On Thu, Oct 23, 2008 at 06:25:12PM +1100, Sisyphus wrote:

> If, say, your Inline working directory is /home/david/.inline ... and you 
> test Inline::CPP ... and after the tests have been run the config file in 
> /home/david/.inline does *not* get cleaned up, then when you subsequently 
> test PDL, the inlinepdlpp.t tests are bound to fail because that 
> pre-existing config file (that the Inline::CPP tests wrote) won't specify 
> 'Pdlpp'.

Inline::Pdlpp can reasonably expect users to also be using Inline::CPP.
The only time I would expect Inline::Foo to fall over because of
Inline::Bar is if Inline::Bar left some broken thing behind.

See my other messages for why that's not a realistic test.

> 2) Provide a separate Inline working directory for each inline-ish module 
> that is tested.

That would probably require a patch in Inline itself - unless ...

> It looks like the next devel release of PDL might try to set the Inline 
> working directory to a specific directory other than the 
> PERL_INLINE_DIRECTORY.

But in the interests of avoiding duplication of work - and the
consequent bugs - it would be better if Inline itself did this, I think.

>                        However, I suspect that the PERL_INLINE_DIRECTORY 
> environment variable might override that setting.

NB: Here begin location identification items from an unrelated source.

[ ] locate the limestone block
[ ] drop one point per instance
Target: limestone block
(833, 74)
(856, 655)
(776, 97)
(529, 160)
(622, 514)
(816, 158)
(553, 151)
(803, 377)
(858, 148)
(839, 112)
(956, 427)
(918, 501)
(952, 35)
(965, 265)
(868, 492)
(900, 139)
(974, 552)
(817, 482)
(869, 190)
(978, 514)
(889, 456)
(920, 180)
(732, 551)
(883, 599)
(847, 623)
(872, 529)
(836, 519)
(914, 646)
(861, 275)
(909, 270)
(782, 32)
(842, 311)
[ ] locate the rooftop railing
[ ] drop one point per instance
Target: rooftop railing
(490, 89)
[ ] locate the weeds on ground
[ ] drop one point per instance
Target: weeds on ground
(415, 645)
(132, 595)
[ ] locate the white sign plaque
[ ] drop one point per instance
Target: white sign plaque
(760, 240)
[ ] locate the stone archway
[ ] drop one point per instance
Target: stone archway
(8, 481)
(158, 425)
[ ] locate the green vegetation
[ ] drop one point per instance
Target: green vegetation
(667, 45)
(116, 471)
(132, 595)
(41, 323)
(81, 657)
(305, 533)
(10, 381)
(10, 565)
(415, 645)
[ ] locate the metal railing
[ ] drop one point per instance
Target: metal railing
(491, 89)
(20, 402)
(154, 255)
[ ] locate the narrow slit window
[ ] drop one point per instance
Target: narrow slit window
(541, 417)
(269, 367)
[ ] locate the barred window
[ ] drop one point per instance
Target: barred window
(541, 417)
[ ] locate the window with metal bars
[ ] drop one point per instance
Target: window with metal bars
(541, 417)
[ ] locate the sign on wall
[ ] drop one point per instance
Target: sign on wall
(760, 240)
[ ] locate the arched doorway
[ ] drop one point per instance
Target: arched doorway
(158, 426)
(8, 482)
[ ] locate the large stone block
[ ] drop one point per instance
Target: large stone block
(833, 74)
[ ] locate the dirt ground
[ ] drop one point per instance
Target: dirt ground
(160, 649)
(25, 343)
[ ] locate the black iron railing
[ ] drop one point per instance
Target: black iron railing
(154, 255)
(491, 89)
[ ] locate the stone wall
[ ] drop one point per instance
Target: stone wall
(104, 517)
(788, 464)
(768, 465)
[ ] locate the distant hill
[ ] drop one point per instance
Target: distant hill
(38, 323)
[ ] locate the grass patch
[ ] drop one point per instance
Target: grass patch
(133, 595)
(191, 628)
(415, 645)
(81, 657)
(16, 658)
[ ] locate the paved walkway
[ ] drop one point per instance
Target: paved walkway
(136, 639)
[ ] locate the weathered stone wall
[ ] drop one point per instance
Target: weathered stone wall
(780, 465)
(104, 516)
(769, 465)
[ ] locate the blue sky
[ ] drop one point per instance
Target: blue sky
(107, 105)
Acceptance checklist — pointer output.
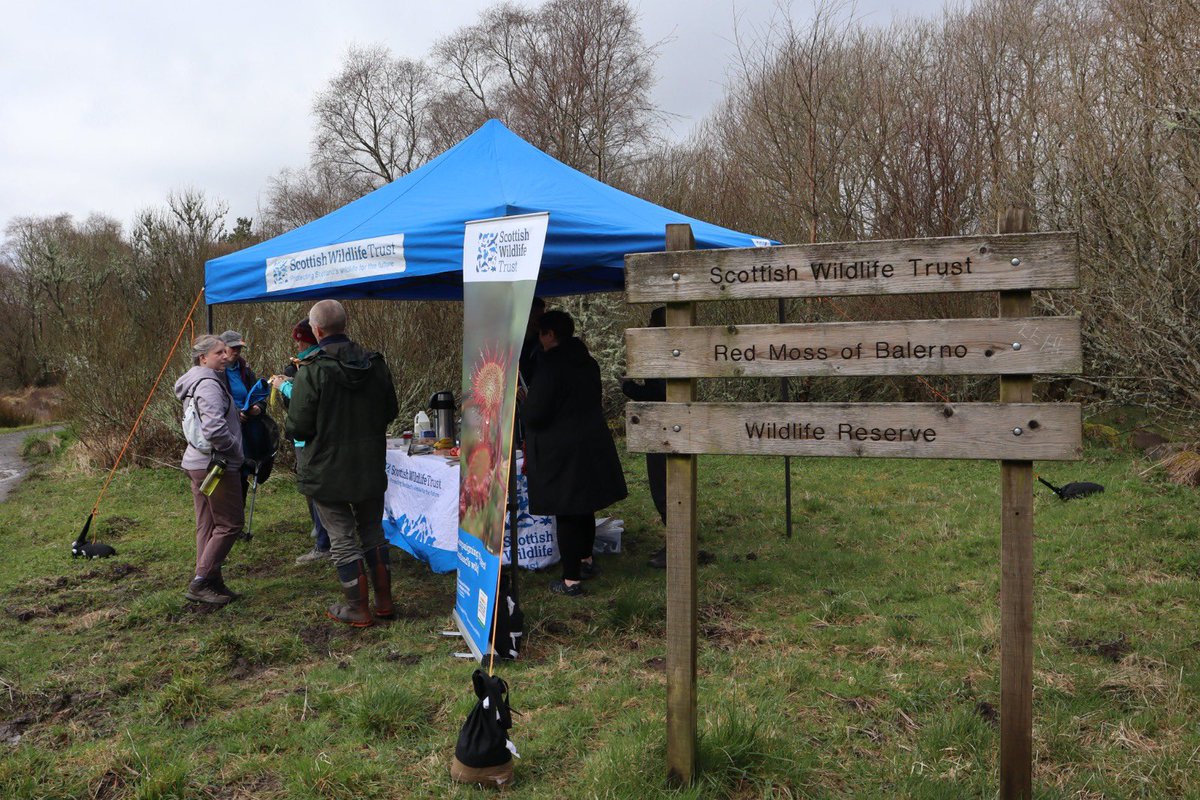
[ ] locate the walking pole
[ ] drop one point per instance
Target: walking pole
(249, 531)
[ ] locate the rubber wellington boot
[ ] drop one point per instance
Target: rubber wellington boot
(355, 611)
(379, 566)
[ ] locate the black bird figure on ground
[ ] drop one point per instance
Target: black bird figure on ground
(90, 551)
(1073, 491)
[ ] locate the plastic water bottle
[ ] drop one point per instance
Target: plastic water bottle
(216, 469)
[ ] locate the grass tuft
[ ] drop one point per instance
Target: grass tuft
(389, 710)
(186, 698)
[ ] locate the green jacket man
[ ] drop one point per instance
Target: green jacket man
(342, 401)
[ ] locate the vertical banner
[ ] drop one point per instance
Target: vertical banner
(501, 259)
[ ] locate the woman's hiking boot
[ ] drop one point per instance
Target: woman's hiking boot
(202, 590)
(355, 611)
(379, 566)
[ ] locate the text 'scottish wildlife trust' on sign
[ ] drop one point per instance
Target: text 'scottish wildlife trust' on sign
(995, 263)
(1017, 432)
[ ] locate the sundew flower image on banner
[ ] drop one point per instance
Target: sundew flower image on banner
(491, 344)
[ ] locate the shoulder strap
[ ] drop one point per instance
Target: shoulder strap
(192, 392)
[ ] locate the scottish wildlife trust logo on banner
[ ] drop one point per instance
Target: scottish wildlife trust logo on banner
(505, 248)
(364, 258)
(486, 254)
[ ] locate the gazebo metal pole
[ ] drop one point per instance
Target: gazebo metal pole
(787, 459)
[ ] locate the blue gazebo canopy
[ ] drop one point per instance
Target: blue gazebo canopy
(492, 173)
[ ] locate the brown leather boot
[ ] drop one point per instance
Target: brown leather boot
(201, 590)
(379, 566)
(355, 611)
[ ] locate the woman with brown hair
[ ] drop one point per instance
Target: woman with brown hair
(219, 513)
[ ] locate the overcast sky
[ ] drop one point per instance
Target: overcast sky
(107, 107)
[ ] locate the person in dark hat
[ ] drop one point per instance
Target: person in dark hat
(240, 378)
(306, 344)
(571, 459)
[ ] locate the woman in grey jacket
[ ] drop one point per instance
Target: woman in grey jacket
(219, 516)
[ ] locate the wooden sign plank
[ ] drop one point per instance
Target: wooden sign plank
(995, 263)
(927, 347)
(975, 431)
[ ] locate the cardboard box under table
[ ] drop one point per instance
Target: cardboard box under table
(421, 512)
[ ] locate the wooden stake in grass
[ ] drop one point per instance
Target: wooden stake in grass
(681, 564)
(1017, 573)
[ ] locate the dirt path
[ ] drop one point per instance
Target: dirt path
(12, 465)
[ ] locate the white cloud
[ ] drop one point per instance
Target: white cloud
(109, 107)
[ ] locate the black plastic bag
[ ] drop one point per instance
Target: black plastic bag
(484, 752)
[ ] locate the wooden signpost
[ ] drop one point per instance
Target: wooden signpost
(1015, 431)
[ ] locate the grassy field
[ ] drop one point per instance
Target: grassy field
(857, 660)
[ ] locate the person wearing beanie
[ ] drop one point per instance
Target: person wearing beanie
(240, 378)
(306, 344)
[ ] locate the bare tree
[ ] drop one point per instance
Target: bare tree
(295, 197)
(571, 78)
(373, 116)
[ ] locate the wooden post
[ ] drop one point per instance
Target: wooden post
(1017, 575)
(784, 397)
(681, 564)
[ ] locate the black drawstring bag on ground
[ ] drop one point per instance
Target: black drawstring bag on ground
(484, 753)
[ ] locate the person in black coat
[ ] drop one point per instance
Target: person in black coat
(654, 391)
(570, 457)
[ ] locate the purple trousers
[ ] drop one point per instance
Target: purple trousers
(219, 519)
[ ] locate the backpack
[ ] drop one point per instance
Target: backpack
(191, 421)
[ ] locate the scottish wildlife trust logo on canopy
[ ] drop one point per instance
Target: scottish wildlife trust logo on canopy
(364, 258)
(504, 248)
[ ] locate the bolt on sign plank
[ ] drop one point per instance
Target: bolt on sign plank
(969, 431)
(997, 263)
(929, 347)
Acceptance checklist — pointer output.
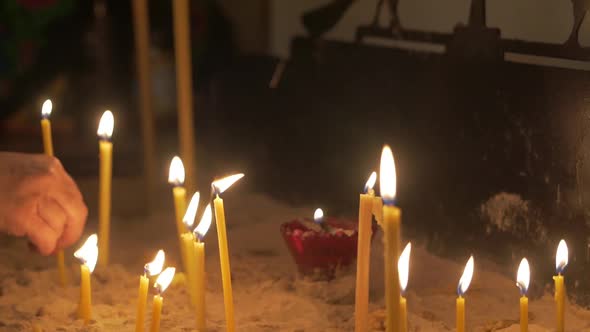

I would think you'd be OK.  Simply wrap any access to Inline-ish things
in something like ...

{ local %ENV;
  $ENV{PERL_INLINE_DIRECTORY} = catdir($ENV{PERL_INLINE_DIRECTORY},
  'Pdlpp');
  
  ...
}

(you can localise %ENV, right?)

> [Ingy not handing over maintenance or doing another release]

Any particular reason why you don't think he'd do that?

-- 
David Cantrell | Reality Engineer, Ministry of Information

  Longum iter est per praecepta, breve et efficax per exempla.